La maggiore stabilità economica e la rinnovata fiducia in me stesso risvegliarono il desiderio di vivere in una casa diversa da quella fatiscente in cui abitavo. Cominciai a mettere da parte il denaro per il trasloco, ma non bastava, mi rendevo conto che ci sarebbero voluti anni per risparmiare una cifra consistente, e non mi sentivo più di aspettare oltre. Non più. L’ultima spinta arrivò in inverno: per ben due volte piovve dentro la mia stanza, esattamente sul mio cuscino. In una di queste occasioni ero a letto e, svegliandomi nella notte “mezzo annegato”, raccolsi tutto ciò che rimaneva della mia dignità e decisi che sarebbe stato l’ultimo inverno in quella casa. Pensai di chiedere un prestito, idea che fino a quel momento avevo totalmente rifiutato di prendere in considerazione, per avere subito la disponibilità della somma che mi serviva. Pensavo a diecimila euro.
Proprio in quei giorni mi capitò di leggere in un saggio del presidente Ikeda, nel quale descrive il rapporto con il suo maestro: «Quando le forze mi abbandonavano per la salute cagionevole o perché ero esausto, Toda mi diceva: “Stai combattendo contro i tre ostacoli e i quattro demoni. Porta dolore e sofferenza direttamente davanti al Gohonzon e lotta per superare ogni ostacolo”» (NR, 371,10).

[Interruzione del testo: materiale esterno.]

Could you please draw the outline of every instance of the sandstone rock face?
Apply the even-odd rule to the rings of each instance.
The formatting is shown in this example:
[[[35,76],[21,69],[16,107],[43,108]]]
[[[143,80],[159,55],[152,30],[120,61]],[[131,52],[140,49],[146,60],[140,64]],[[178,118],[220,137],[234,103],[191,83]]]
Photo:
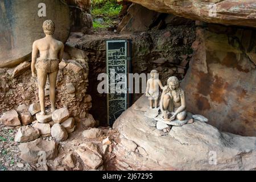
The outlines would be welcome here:
[[[156,11],[174,14],[194,20],[256,27],[256,9],[254,8],[256,2],[254,0],[128,1]],[[216,8],[212,3],[216,5]],[[214,14],[214,10],[216,10],[216,14]]]
[[[20,158],[29,163],[38,163],[39,157],[45,155],[46,160],[54,159],[58,154],[57,143],[37,139],[34,141],[23,143],[19,146],[21,151]]]
[[[121,140],[130,140],[138,149],[132,151],[123,142],[118,142],[113,151],[117,169],[253,170],[256,167],[256,137],[221,133],[197,121],[172,126],[168,133],[164,133],[150,126],[151,119],[144,115],[142,110],[148,107],[147,101],[142,96],[113,125]]]
[[[14,141],[16,142],[27,142],[34,140],[40,136],[38,129],[30,126],[20,127],[16,134]]]
[[[0,118],[0,122],[5,126],[15,126],[20,125],[18,113],[14,109],[3,113]]]
[[[81,145],[76,150],[76,152],[84,163],[90,168],[96,169],[103,163],[98,147],[94,144]]]
[[[40,123],[36,122],[34,123],[32,126],[39,130],[42,136],[45,137],[51,136],[51,126],[49,124]]]
[[[187,107],[221,131],[256,136],[254,30],[198,27],[194,53],[181,82]]]
[[[20,114],[22,125],[27,125],[30,124],[32,121],[31,114],[30,112],[24,112]]]
[[[13,67],[31,59],[33,42],[45,36],[42,26],[46,19],[54,22],[54,36],[57,39],[65,42],[68,39],[70,23],[68,6],[60,1],[44,1],[47,16],[39,17],[38,14],[42,11],[39,3],[42,2],[40,0],[14,1],[11,3],[5,0],[2,2],[0,7],[2,18],[0,20],[2,37],[0,40],[2,51],[0,68]]]
[[[56,123],[51,129],[51,134],[57,141],[65,140],[68,136],[68,133],[64,127],[60,124]]]
[[[55,123],[61,123],[69,117],[68,108],[63,107],[55,110],[52,113],[52,118]]]
[[[95,128],[84,130],[82,132],[82,136],[87,138],[97,138],[101,136],[103,132],[101,130]]]

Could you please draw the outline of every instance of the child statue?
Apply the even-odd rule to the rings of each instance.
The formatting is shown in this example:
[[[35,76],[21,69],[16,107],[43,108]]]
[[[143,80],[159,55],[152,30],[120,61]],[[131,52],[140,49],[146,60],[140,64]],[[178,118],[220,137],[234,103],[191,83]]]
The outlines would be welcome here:
[[[47,75],[49,81],[49,97],[51,111],[55,110],[55,86],[59,71],[59,63],[62,60],[64,46],[63,43],[53,38],[55,30],[54,23],[51,20],[45,20],[43,29],[46,36],[35,41],[32,46],[31,71],[32,76],[38,76],[40,114],[46,115],[44,106],[44,87]],[[40,57],[38,57],[39,53]]]
[[[160,100],[160,108],[165,121],[184,120],[187,111],[185,93],[180,88],[179,80],[175,76],[167,80]],[[172,116],[169,118],[169,114]]]
[[[158,79],[158,72],[153,69],[150,72],[151,78],[147,81],[147,88],[146,89],[146,96],[148,97],[150,101],[150,109],[153,108],[154,101],[155,101],[155,108],[158,106],[158,98],[159,96],[159,86],[163,89],[163,86],[161,81]]]

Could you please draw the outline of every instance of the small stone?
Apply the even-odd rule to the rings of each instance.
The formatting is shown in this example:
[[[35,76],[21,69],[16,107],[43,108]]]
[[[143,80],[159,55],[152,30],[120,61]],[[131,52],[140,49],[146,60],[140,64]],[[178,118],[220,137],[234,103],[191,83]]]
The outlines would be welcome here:
[[[145,150],[141,147],[138,147],[138,150],[139,151],[139,154],[141,154],[142,155],[147,155],[147,152],[145,151]]]
[[[66,84],[66,92],[68,93],[73,93],[76,91],[76,88],[72,83]]]
[[[68,133],[64,127],[59,123],[56,123],[52,126],[51,129],[51,134],[57,141],[65,140],[68,136]]]
[[[92,115],[88,114],[86,118],[81,119],[81,123],[85,127],[92,127],[95,126],[96,121]]]
[[[104,144],[102,146],[102,154],[105,155],[107,151],[108,147],[109,146],[108,144]]]
[[[23,125],[30,124],[33,121],[30,112],[22,113],[20,114],[22,123]]]
[[[126,138],[122,138],[121,143],[129,151],[135,151],[137,147],[137,145],[134,142]]]
[[[40,136],[38,129],[30,126],[20,127],[14,138],[16,142],[27,142],[34,140]]]
[[[32,104],[28,107],[28,111],[32,115],[35,115],[41,110],[39,103]]]
[[[16,111],[18,113],[26,113],[28,111],[29,106],[26,104],[22,104],[18,106]]]
[[[92,101],[92,96],[90,95],[86,95],[84,98],[84,102],[90,102]]]
[[[156,60],[154,60],[152,62],[154,63],[157,63],[157,64],[164,64],[167,61],[167,60],[166,58],[162,57],[162,58],[158,59]]]
[[[39,130],[43,137],[51,136],[51,126],[49,123],[40,123],[36,122],[32,126]]]
[[[191,119],[190,119],[189,120],[188,120],[187,123],[188,123],[188,124],[192,124],[192,123],[193,123],[193,122],[194,122],[194,120],[193,120],[192,118],[191,118]]]
[[[68,108],[62,107],[57,110],[55,110],[52,113],[52,120],[57,123],[61,123],[65,120],[68,118],[69,117],[69,113]]]
[[[82,132],[82,136],[87,138],[94,138],[102,136],[103,131],[98,129],[90,129]]]
[[[19,168],[23,168],[24,167],[24,164],[22,163],[17,163],[17,166]]]
[[[29,163],[35,164],[39,158],[44,155],[46,160],[54,159],[58,154],[57,143],[37,139],[34,141],[23,143],[19,146],[20,158]]]
[[[67,154],[63,159],[63,163],[68,167],[73,168],[76,166],[75,158],[72,154]]]
[[[111,142],[111,141],[109,140],[109,136],[108,136],[107,138],[106,138],[105,139],[104,139],[102,140],[102,143],[104,144],[110,144],[112,143],[112,142]]]
[[[158,121],[156,123],[156,129],[158,130],[162,130],[167,127],[169,127],[169,126],[166,123],[164,123],[160,121]]]
[[[178,73],[185,74],[185,70],[183,68],[177,68],[177,70]]]
[[[45,115],[42,115],[40,113],[36,114],[36,120],[41,123],[46,123],[52,120],[52,113],[46,112]]]
[[[200,115],[200,114],[195,114],[195,115],[192,115],[192,117],[196,120],[201,121],[201,122],[208,122],[208,119],[207,119],[207,118],[205,118],[205,117]]]
[[[70,129],[65,129],[67,132],[68,132],[68,134],[71,133],[75,131],[75,129],[76,129],[76,126],[74,126],[72,128]]]
[[[71,129],[74,127],[75,119],[74,118],[69,118],[65,120],[62,123],[61,126],[65,129]]]
[[[20,125],[18,113],[14,109],[4,113],[0,118],[0,121],[5,126],[16,126]]]

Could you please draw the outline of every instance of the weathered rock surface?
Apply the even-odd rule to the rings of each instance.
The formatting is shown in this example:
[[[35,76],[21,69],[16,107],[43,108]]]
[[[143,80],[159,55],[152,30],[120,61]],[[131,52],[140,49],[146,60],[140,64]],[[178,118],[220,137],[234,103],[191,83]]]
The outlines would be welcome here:
[[[5,126],[16,126],[20,125],[18,113],[14,109],[4,113],[0,118],[0,122]]]
[[[222,131],[256,136],[256,44],[252,29],[198,27],[181,86],[188,110]]]
[[[16,142],[27,142],[34,140],[40,136],[38,129],[30,126],[20,127],[16,134],[14,141]]]
[[[63,107],[55,110],[52,113],[52,120],[57,123],[61,123],[69,117],[68,108]]]
[[[46,112],[45,115],[42,115],[40,113],[36,114],[36,120],[41,123],[47,123],[52,120],[51,112]]]
[[[194,20],[256,27],[254,0],[128,0],[156,11]],[[212,3],[216,5],[216,8]],[[214,14],[216,10],[216,14]]]
[[[65,42],[68,39],[70,23],[68,6],[60,1],[44,1],[47,16],[39,17],[38,14],[40,15],[43,10],[40,3],[40,0],[14,1],[11,3],[8,0],[2,1],[0,7],[2,18],[0,20],[2,38],[0,40],[0,68],[13,67],[31,60],[32,44],[44,36],[42,27],[46,19],[54,22],[54,36],[57,39]]]
[[[34,103],[30,105],[28,111],[32,115],[35,115],[41,110],[39,103]]]
[[[90,129],[82,131],[82,136],[87,138],[94,138],[103,135],[102,130],[99,129]]]
[[[51,136],[51,126],[49,123],[40,123],[36,122],[32,126],[39,130],[42,136]]]
[[[46,160],[54,159],[58,154],[57,143],[54,141],[47,141],[37,139],[34,141],[23,143],[19,146],[20,158],[29,163],[38,163],[43,155]]]
[[[64,127],[59,123],[56,123],[51,129],[51,134],[57,141],[65,140],[68,137],[68,133]]]
[[[139,154],[136,151],[131,151],[127,150],[123,143],[118,142],[114,150],[118,169],[253,170],[255,168],[256,137],[221,133],[210,125],[196,121],[183,126],[172,126],[168,134],[159,131],[162,134],[159,135],[154,132],[157,129],[148,125],[151,119],[145,117],[142,111],[143,108],[147,108],[147,98],[143,96],[123,113],[113,125],[113,129],[119,131],[121,140],[125,138],[134,142],[140,151]],[[135,110],[135,107],[141,109]],[[146,152],[139,147],[143,148]],[[147,155],[144,155],[146,154]],[[216,158],[213,160],[211,157],[214,154],[216,154]],[[213,164],[214,162],[216,165]]]
[[[68,119],[65,120],[62,123],[61,126],[65,129],[71,129],[74,127],[75,119],[73,118],[69,118]]]
[[[82,125],[85,127],[92,127],[94,126],[96,124],[96,121],[93,118],[93,115],[90,114],[88,114],[87,118],[81,119],[81,122],[82,122]]]
[[[96,169],[103,163],[102,156],[94,144],[90,143],[81,145],[76,151],[84,163],[90,168]]]

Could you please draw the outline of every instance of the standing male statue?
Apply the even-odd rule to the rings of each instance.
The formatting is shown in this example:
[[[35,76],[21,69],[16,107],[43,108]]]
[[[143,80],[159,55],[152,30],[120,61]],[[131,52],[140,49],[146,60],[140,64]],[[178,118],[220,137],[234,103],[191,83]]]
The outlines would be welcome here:
[[[39,101],[42,115],[46,114],[44,106],[44,87],[47,75],[50,88],[51,111],[55,109],[55,86],[57,75],[59,71],[59,63],[62,60],[64,46],[63,43],[56,40],[52,36],[55,30],[54,23],[51,20],[45,20],[43,29],[46,37],[35,41],[32,46],[31,71],[32,76],[38,76]],[[38,58],[39,53],[40,56]]]

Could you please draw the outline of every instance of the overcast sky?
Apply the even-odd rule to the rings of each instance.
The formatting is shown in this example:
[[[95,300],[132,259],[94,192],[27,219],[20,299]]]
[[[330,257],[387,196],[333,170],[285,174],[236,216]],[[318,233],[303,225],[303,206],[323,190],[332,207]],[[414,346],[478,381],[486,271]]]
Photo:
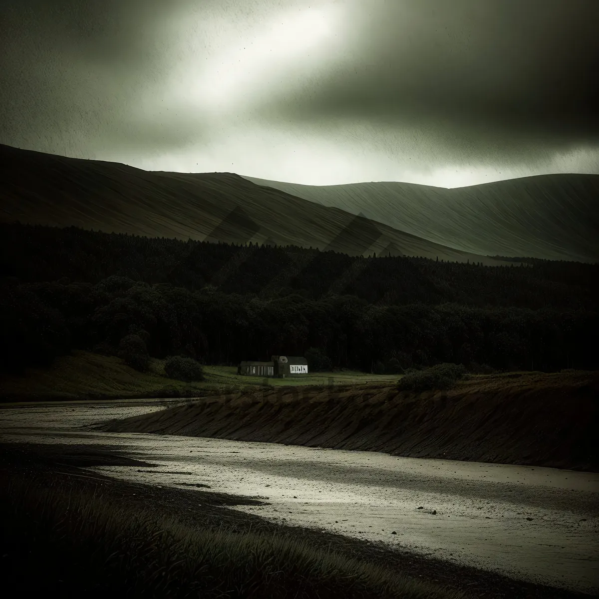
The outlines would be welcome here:
[[[599,0],[0,0],[0,143],[455,187],[599,173]]]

Per la prima volta realizzai che Josei Toda aveva affidato il futuro di kosen-rufu a un giovane – Daisaku Ikeda – a cui i medici dicevano che non avrebbe superato i trent’anni, e quindi senza futuro, perché affetto da tubercolosi, malattia molto difficile da curare a quei tempi. Nonostante ciò il presidente Toda ebbe una totale fiducia nel Gohonzon e nel suo discepolo. Questa consapevolezza mi ha fatto voltare pagina nel modo di vivere e di praticare, tanto da sentirmi capace di affrontare pienamente la vita e di andare oltre ogni evidenza. Mi sono detto: «Anch’io posso!».
Due mesi dopo mia mamma vinse diecimila euro con un gioco a premi. Il primo pensiero è stato quello di fare zaimu con gratitudine.
Il presidente Ikeda in Giorno per giorno del 3 luglio, data del mio compleanno, scrive: «Chi ha un maestro nella vita è davvero fortunato. Il cammino di maestro e discepolo porta alla crescita e allo sviluppo personale. Forse chi non ha un mentore può sembrare libero ma, per mancanza di un solido modello su cui basarsi, trascorrerà la propria vita vagando senza un vero e proprio scopo». Naturalmente ho già trovato casa! È molto bella, con una grande stanza per il Gohonzon. Soprattutto pulita, luminosa, comoda, in una bella zona della mia città e con un ottimo affitto.
Oggi provo gratitudine per ogni cosa che mi accade. Mi sento una persona davvero fortunata, anche se altre sfide mi attendono. Sono determinato a realizzare l’obiettivo del mio maestro.